Bij deze brief heeft [naam 1] een plattegrond van het pand gevoegd. Deze plattegrond heeft als datum 27 april 2011 en is getiteld ‘nieuwe toestand’. Op deze plattegrond is de natte cel niet ingetekend op de tweede verdieping.
2.10.
[naam 2] , medewerker vergunningen bij de gemeente heeft [naam 1] per e-mail van 5 februari 2019 bericht dat het ingediende plan niet akkoord is, maar wel aanpasbaar:
Gemandateerde van de Commissie Ruimtelijke Kwaliteit 04-02-2019
Niet akkoord tenzij de indeling op de tweede verdieping wordt aangepast. Door de huidige positie van de badkamer wordt de en-suitesetting fysiek aangetast. Ook de ruimtelijkheid van de verdieping wordt met de nieuwe indeling verstoort. Het was een verdieping met een kamer en-suite-opstelling met kleinere nevenruimtes. Door de nieuwe inbouw tegen de kast en de suite-scheiding is de opzet niet meer beleefbaar. De ingrepen voldoen daardoor niet aan Beleidskader toetsing ingrepen en/of herstel van Monumenten 2016. Geadviseerd wordt de badkamer te verplaatsen naar de kleinere achterkamer. (…)”
2.11.
Appel heeft per e-mail 12 maart 2019 aan [naam 1] laten weten dat de Commissie Ruimtelijke Kwaliteit niet akkoord is met de voorgestelde wijzigingen, nu de plattegrond van de tweede verdieping niet is gewijzigd.
2.12.
Op 11 april 2019 heeft de gemeente een omgevingsvergunning verleend aan [appellant] voor het opsplitsen van [nummer 1] in twee zelfstandige appartementen. De vergunning is pas verkregen nadat [naam 1] de plattegrond van de tweede verdieping had aangepast zodat de badkamer zich aan de rechterachterzijde van het appartement bevindt.
2.13.
Het pand omvat sinds de splitsing van het appartement [nummer 1] dus vier appartementsrechten; op de tweede verdieping bevindt zich nu appartement [nummer 1] en op de derde verdieping appartement [nummer 4] .
2.14.
De advocaat van [appellant] heeft per brief van 17 juni 2019 aan [geïntimeerden]

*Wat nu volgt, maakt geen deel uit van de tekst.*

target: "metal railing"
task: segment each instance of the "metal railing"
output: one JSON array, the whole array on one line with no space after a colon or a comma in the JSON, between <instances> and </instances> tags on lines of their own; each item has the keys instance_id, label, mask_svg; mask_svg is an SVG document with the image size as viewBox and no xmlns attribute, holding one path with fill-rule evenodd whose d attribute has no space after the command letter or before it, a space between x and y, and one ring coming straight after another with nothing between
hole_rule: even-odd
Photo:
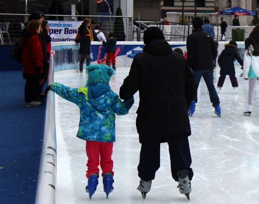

medegedeeld dat [appellant] van de gemeente heeft begrepen dat de kleine
badkamer in 2011 is aangebracht zonder dat hiervoor de toen vereiste omgevingsvergunning was verkregen en dat de gemeente zich op het standpunt stelt dat de badkamer dient te worden verwijderd. [appellant] stelt zich op het standpunt dat bij het aangaan van de koopovereenkomst de mededelingsplicht is geschonden en dat de verplichtingen uit artikel 5 van de koopovereenkomst niet zijn nagekomen. [appellant] heeft [geïntimeerden] aansprakelijk gesteld voor de schade die hij daardoor heeft geleden.
2.15.
De advocaat van [appellant] heeft op 4 mei 2021 de volgende e-mail gestuurd aan
[naam 3] (hierna: [naam 3] ), monumentenadviseur bij de gemeente:
"(...) de heer [appellant] , heeft het volledige pand gekocht in 2018. Op dat moment bevond zich op de tweede verdieping een kleine langwerpige badkamer ter hoogte van de achterkamer naast de en suite constructie (...). Thans is er een geschil tussen verkoper en koper over de vraag of deze badkamer wel of niet voldoet aan de regelgeving en – indien dat niet het geval is - of deze gelegaliseerd kan worden. Volgens de verkoper is deze badkamer in 2011 aangebracht.
Mijn cliënt wilde deze badkamer vergroten (...) en heeft daartoe een vergunningsaanvraag
ingediend. Die aanvraag is vervolgens afgewezen met de toelichting die ik bijvoeg als Bijlage 3. Geadviseerd werd de badkamer te verplaatsen naar een andere ruimte. Vervolgens heeft mijn cliënt de aanvraag gewijzigd met alsnog de reeds bestaande kleine badkamer, zodat die daarmee gelegaliseerd zou worden. Daarop kwam (...) het bericht terug: "Niet akkoord, er is niet tegemoet gekomen aan de voorgestelde wijzigingen. De plattegrond van de 2e verdieping niet gewijzigd"(...) Ik zou graag volledig helder krijgen of de kleine badkamer inderdaad ook niet mogelijk is. Dat is mijn vraag aan u.,(...)"
2.16.
De advocaat van [appellant] heeft op 10 mei 2021 aanvullend twee foto's naar
[naam 3] gestuurd van de situatie zoals die was toen [appellant] het pand kocht.
2.17.
[naam 3] heeft per e-mail van 12 mei 2021 het volgende aan de advocaat van
[appellant] laten weten:
"(...) Helaas zien wij geen mogelijkheid tot het legaliseren.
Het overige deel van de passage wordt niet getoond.